|M.Sc Student||Biton Shai|
|Subject||Adaptive Anisotropic Total Variation - A Nonlinear Spectral|
|Department||Department of Electrical Engineering||Supervisor||Professor Guy Gilboa|
|Full Thesis text|
A fundamental concept in solving inverse problems is the use of regularizers, which yield more physical and less-oscillatory solutions. Total variation (TV) has been widely used as an edge-preserving regularizer. However, objects are often over-regularized by TV, becoming blob-like convex structures of low curvature. This phenomenon was explained mathematically in the analysis of Andreu et al. They have shown that a TV regularizer can spatially preserve perfectly sets which are nonlinear eigenfunctions of the form λu ∈ ∂JTV(u), where ∂JTV(u) is the TV subdifferential. For TV, these shapes are convex sets of low curvature.
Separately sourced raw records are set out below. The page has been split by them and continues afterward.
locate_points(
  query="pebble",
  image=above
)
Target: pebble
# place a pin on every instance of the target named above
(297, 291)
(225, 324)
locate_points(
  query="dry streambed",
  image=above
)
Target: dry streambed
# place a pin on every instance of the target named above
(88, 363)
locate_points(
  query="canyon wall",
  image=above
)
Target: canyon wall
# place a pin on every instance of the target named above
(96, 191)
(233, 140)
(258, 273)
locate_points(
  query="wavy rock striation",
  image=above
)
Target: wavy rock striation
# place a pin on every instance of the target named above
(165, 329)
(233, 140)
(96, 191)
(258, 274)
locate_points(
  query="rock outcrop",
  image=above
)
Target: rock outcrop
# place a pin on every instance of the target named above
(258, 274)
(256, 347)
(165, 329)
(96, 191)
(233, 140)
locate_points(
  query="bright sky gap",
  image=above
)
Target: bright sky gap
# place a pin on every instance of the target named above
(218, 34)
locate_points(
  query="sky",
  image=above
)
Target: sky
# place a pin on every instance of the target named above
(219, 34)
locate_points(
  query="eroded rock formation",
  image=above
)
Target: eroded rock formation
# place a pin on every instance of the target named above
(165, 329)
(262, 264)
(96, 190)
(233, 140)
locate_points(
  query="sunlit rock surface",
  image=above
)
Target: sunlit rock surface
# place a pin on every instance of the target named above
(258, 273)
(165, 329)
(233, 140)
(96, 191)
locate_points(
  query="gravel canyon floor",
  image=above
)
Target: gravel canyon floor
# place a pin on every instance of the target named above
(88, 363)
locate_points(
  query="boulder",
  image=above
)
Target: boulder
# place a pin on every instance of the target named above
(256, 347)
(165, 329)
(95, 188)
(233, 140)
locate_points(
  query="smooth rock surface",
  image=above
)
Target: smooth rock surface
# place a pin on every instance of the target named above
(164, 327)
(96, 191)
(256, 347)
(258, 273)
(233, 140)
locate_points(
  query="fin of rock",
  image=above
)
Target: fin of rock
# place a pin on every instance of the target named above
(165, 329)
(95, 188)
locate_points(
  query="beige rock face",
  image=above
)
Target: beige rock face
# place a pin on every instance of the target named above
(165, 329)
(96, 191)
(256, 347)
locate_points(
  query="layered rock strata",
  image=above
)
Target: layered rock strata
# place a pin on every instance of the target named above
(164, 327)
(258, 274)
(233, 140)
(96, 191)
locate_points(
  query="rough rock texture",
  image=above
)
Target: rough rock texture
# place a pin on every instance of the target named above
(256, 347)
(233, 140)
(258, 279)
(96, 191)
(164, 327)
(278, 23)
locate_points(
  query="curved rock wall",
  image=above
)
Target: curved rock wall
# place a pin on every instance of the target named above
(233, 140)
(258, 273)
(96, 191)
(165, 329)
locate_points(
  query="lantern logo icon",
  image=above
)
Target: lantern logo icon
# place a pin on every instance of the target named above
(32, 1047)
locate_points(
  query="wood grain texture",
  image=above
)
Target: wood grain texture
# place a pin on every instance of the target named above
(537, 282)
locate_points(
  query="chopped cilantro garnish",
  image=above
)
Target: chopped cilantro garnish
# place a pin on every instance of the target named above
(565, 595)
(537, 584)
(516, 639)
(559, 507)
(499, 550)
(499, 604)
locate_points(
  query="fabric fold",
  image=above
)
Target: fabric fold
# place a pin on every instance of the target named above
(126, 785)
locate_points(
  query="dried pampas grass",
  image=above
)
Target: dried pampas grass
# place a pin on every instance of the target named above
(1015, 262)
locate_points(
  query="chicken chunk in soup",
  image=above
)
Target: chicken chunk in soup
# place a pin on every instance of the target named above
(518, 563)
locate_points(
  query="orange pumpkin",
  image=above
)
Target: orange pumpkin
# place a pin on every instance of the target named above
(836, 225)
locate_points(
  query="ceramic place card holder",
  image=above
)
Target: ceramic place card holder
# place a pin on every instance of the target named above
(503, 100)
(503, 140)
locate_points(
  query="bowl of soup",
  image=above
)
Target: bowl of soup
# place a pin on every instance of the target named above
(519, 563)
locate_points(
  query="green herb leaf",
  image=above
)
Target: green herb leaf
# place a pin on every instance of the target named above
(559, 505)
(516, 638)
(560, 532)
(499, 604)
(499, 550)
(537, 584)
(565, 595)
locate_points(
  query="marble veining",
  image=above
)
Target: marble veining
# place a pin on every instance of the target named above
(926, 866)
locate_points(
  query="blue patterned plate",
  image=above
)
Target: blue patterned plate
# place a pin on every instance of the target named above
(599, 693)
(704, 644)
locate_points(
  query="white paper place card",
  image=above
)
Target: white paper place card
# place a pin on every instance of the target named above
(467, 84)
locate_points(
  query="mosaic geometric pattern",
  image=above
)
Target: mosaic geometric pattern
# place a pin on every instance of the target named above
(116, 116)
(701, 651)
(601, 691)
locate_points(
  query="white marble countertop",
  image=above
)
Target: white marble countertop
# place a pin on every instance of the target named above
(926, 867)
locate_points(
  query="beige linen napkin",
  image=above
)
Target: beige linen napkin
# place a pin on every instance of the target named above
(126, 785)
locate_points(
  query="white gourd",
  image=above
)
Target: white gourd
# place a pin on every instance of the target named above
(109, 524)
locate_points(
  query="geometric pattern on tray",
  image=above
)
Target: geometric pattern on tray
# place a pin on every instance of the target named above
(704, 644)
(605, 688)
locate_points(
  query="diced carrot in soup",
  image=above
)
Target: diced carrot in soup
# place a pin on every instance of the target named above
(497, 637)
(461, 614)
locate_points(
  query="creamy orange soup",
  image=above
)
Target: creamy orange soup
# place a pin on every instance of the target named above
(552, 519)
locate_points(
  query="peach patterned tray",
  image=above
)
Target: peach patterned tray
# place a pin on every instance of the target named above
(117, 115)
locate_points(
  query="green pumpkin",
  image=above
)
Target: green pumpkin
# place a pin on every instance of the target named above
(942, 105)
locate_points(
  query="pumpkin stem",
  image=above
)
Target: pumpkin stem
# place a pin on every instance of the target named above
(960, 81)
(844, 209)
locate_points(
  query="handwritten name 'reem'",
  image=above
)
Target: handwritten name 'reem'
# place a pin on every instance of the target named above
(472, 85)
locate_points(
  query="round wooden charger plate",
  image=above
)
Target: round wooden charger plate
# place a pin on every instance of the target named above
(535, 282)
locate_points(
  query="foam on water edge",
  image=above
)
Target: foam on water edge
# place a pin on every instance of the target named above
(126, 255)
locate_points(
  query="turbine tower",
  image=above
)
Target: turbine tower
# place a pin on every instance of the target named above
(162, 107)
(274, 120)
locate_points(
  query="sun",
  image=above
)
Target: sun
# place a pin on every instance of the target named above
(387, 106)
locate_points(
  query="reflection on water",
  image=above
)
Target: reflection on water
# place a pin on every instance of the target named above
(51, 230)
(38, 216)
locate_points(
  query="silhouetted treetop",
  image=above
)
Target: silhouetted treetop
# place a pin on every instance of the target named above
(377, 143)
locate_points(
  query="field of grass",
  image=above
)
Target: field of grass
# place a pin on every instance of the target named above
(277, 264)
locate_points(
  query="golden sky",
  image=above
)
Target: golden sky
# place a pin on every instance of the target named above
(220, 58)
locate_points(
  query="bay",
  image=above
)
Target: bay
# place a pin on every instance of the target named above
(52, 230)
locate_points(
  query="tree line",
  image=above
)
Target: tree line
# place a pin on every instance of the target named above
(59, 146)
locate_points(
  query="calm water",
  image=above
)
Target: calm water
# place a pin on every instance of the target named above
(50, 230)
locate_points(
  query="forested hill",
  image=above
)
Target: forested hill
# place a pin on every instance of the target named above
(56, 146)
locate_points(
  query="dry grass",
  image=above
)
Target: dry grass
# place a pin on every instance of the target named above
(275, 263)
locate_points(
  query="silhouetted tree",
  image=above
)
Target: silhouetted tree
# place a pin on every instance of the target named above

A compelling approach to better preserve structures is to use anisotropic functionals, which adapt the regularization in an image-driven manner, with strong regularization along edges and low across them.
This follows earlier ideas of Weickert on anisotropic diffusion, which do not stem directly from functional minimization. Adaptive anisotropic TV (A2TV) was successfully used in several studies in the past decade. However, until now there is no theory formulating the type of structures which can be perfectly preserved. In this thesis we address this question.
We rely on a recently developed theory of Burger et al on nonlinear spectral analysis of one-homogeneous functionals. We have that eigenfunction sets, admitting λu ∈ ∂JA2TV(u), are perfectly preserved under A2TV-flow or minimization with L2 square fidelity. We thus investigate these eigenfunctions theoretically and numerically. We prove non-convex sets can be eigenfunctions in certain conditions and provide numerical results which characterize well the relations between the degree of local anisotropy of the functional and the admitted maximal curvature. A nonlinear spectral representation is formulated, where shapes are well preserved and can be manipulated effectively. Finally, examples of possible applications related to shape manipulation and guided regularization of medical and depth data are shown.
A real life application of the A2TV in the field of optoacoustics is presented in detail. A2TV based reconstruction of medical data for arteries-like shapes can greatly improve image quality and robustness to noise and model inaccuracies.